Several mechanisms have been reported in which Cd can alter carcinogenic processes. Cd can lead to mutation and cancer initiation through induction of DNA damage, suppression of DNA repair system, abnormal DNA methylation, suppression of apoptosis, endocrine disruption, induction of oxidative stress, formation of reactive oxygen species, and destruction of antioxidant enzymes (Figure 3).^79,80 Cd also inhibits p53 and p27, tumor suppressor genes, and activates the expression of the c-myc and c-Jun genes.⁸¹

Figure 3.

A summary of the underlying mechanisms by which Cd exerts its effect on the initiation of GI cancers. Cd can lead to mutation and cancer initiation through induction of DNA damage, suppression of DNA repair system, abnormal DNA methylation, suppression of apoptosis, endocrine disruption, induction of oxidative stress, formation of reactive oxygen species, and destruction of antioxidant enzymes. Cd can also inhibit the expression of p53 and p27, tumor suppressor genes, and activates the expression of the c-myc and c-Jun genes.

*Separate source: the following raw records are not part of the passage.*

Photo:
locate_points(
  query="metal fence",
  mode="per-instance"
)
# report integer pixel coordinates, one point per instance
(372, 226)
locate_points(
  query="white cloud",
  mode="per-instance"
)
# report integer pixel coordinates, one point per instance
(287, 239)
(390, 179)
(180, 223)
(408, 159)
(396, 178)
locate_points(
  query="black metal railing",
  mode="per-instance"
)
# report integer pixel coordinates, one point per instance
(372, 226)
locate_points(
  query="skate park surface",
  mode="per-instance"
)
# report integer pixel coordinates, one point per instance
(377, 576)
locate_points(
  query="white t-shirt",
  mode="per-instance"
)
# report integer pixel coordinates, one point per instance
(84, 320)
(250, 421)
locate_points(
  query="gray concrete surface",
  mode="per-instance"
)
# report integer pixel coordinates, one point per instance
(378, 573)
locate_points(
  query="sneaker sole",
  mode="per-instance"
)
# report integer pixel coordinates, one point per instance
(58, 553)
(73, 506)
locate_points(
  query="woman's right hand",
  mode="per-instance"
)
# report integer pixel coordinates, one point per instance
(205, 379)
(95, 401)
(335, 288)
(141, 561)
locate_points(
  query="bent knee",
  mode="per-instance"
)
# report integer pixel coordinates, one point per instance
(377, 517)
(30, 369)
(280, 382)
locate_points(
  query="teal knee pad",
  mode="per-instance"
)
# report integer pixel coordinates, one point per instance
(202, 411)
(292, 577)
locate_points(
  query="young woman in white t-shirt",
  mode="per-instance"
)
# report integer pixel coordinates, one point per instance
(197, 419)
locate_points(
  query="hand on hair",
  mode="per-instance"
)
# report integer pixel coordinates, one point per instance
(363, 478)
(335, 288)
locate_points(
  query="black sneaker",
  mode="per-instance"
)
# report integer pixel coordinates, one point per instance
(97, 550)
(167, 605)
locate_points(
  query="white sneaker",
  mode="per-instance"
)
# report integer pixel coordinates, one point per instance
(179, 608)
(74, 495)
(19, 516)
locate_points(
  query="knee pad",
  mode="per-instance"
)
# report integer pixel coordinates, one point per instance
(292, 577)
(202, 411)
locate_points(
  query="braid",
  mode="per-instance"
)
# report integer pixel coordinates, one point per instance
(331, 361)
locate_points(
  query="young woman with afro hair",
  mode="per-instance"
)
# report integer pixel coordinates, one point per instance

Cd can affect E-cadherin function, which results in breaking tight cell junctions (Figure 4). This affected function can reduce mucus thickness, content, and basal acid excretion, increase lipid peroxidation and destroy the gastric mucosal barrier. This may indicate a triggering step in both cancer occurrence and tumor development.⁸² Of these mechanisms, the oxidative properties of cells are the most relevant. Cd can increase the number of reactive oxygen species, leading to weakened antioxidant defense. Cd also can replace membrane and/or cytoplasmic copper or iron and release unbound heavy metal ions involved in the Fenton reaction.⁸³

Figure 4.

The underlying mechanism of Cd-induced gastric cancer. Cd can interfere with E-cadherin function, which leads to the destruction of the tight cell junctions. This affected function can decrease mucus thickness, content, and basal acid excretion, increase lipid peroxidation and destroy the gastric mucosal barrier. This may indicate a triggering step in both cancer occurrence and tumor development.

Colorectal cancer

Colorectal cancer (CRC) is one of the deadliest neoplasms worldwide; in 2020, there were more than 1.9 million new cases.⁸⁴ The colorectal cancer, known as adenocarcinoma, usually emerges from the glandular epithelial cells of the large intestine. Most of the time, CRC happens when specific epithelium cells acquire a series of genetic or epigenetic mutations.⁸⁵ The database on GLOBOCAN 2018 shows the grade of this cancer is the third most deadly, and besides that, in fourth grade, about the most commonly diagnosed cancer in the world.^86,87 CRC exhibits a prevalence of 6.1% in terms of incidence and a mortality rate of 9.2%, ranking as the second most lethal cancer. According to estimates, the cumulative incidence of mortality due to colon and rectal cancer is projected to escalate by 71. 5% and 60%, correspondingly, by the year 2035.^88,89 It is projected that in the year 2018, approximately 1,096,000 novel occurrences of colon cancer will be identified, alongside an anticipated total of 704,000 recent incidents of rectal cancer. Collectively, these findings correspond to a total of 1. 8 million fresh incidences of colorectal cancer.⁹⁰ In 10 of the 195 countries worldwide, CRC is the most prevalent cancer among men. There are several ways to diagnose, such as medical imaging, histopathology, and staging. Generally, diagnosis is performed by sampling areas of the colon suspicious of possible tumor development, and it depends on the location of the lesion, typically in the abdomen and pelvis.⁹¹ The histopathology method works with tissues taken from a biopsy or surgery to search whether there is a tumor inside it or not. Eventually, the staging of the cancer is based on radiological and pathological findings. The estimation shows that there are different types of activity to treat CRC, such as surgery, chemotherapy, radiation therapy, and immunotherapy. The cancer stage is essential for the surgery, so it may be removed during a colonoscopy using several techniques if it is in an early stage. It can be in two methods, but it depends on factors in every person, and it is divided into laparotomy or laparoscopy.⁹¹ In chemotherapy, it can be done using drugs like capecitabine, fluorouracil, irinotecan, oxaliplatin, and UFT.⁹²

There are several risk factors for this cancer which can be classified as health-related behaviors such as lifestyle, smoking, obesity, and exercise; another group of factors are social factors like education, income, and government expenditure on health. But between these factors, the increase in morbidity is influenced by lifestyle, body fatness, and dietary patterns.⁸⁴ This shows the impact of economic growth on the new way of life in developing countries that leads to low physical activity and consuming more animal fats, processed meats, refined grains or sweets, a low supply of dietary fibers, fruits, and vegetables. One of the significant impacts of increasing CRC is pollutants such as metals.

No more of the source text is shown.